Podsumowując to, co dzieje się obecnie w sprawie Pegazusa, trzeba uznać, że rząd, często po latach, będzie wskazywał przypadki bezzasadnego użycia Pegazusa i napiętnował te działania w oparciu o jakieś decyzje uznaniowe, podejmowane post factum, w nie wiadomo jakim trybie i przez kogo (!). Rząd nie mówi już o działaniach bez stosownego postanowienia sądu (co byłoby przestępstwem), nie mówi o „wyłudzaniu” zgód od sędziów (co powtarzano wielokrotnie i co też byłoby przestępstwem) – mówi o ocenie, że jakieś działania były bezzasadne. Niewłaściwe stanie się to, co kiedyś zarządził Sąd postanowieniem, ale co po fakcie zostało zinterpretowane przez polityków jako bezzasadne.

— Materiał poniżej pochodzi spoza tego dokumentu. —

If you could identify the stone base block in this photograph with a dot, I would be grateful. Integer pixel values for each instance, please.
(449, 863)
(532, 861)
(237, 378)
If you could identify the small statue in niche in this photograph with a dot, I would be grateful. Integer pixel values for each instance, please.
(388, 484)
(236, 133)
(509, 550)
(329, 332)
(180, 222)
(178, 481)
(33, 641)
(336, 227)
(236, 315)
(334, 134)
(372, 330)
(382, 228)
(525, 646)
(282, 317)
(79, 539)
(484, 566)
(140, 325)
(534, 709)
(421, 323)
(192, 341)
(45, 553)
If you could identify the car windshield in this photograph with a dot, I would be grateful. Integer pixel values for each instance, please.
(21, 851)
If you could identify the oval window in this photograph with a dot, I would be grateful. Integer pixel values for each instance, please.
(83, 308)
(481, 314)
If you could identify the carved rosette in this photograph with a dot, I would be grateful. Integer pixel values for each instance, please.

Ten sposób postępowania pokazuje skalę cynizmu Platformy Obywatelskiej. Nie mając podstaw, kłamliwe (co wynika z obecnych komunikatów ministrów) politycy PO przez lata prowadzili kampanię oskarżeń pod adresem rządu i zastraszania Polaków kłamliwą wizją wszechobecnej nielegalnej inwigilacji. Teraz widać, że to partyjniackie kłamstwo, a obecnie Rząd szuka możliwości, by uniknąć kompromitacji. Ratując swoją twarz Platforma Obywatelska prowadzi jednak do bardzo poważnych i groźnych zjawisk, które będą osłabiały pozycję sądów i ich nadzoru nad kontrolą operacyjną. To działania szkodliwe, groźne dla obywateli i niebezpieczne dla państwa.
W praktyce stosowanie kontroli operacyjnej jest poprzedzone odpowiednią procedurą. Uprawniona służba prowadzi sprawę i ma informacje o możliwym przestępstwie. Szef Służby, w oparciu o ustalenia, kieruje wniosek do Prokuratury o Kontrolę operacyjną. Po zgodzie Prokuratora Krajowego sprawa trafia do sądu, który podejmuje decyzje. Sąd otrzymuje: opis sprawy, dotychczas zebrane informacje, wyjaśnienia dlaczego kontrola operacyjna jest konieczna i kogo będzie dotyczyć. We wniosku służba wskazuje też konkretnie typ kontroli operacyjnej. Dzięki zmianom przyjętym przez PiS w 2016 roku, przepisy są klarowne i budują czytelny katalog czynności, które służba może wykonać w czasie kontroli operacyjnej. Przepis dot. kontroli operacyjnej jest ustandaryzowany i w przypadku każdej uprawnionej służby wygląda tak:
Kontrola operacyjna prowadzona jest niejawnie i polega na:
1) uzyskiwaniu i utrwalaniu treści rozmów prowadzonych przy użyciu środków technicznych, w tym za pomocą sieci telekomunikacyjnych;
2) uzyskiwaniu i utrwalaniu obrazu lub dźwięku osób z pomieszczeń, środków transportu lub miejsc innych niż miejsca publiczne;
3) uzyskiwaniu i utrwalaniu treści korespondencji, w tym korespondencji prowadzonej za pomocą środków komunikacji elektronicznej;
4) uzyskiwaniu i utrwalaniu danych zawartych w informatycznych nośnikach danych, telekomunikacyjnych urządzeniach końcowych, systemach informatycznych i teleinformatycznych;
5) uzyskiwaniu dostępu i kontroli zawartości przesyłek”.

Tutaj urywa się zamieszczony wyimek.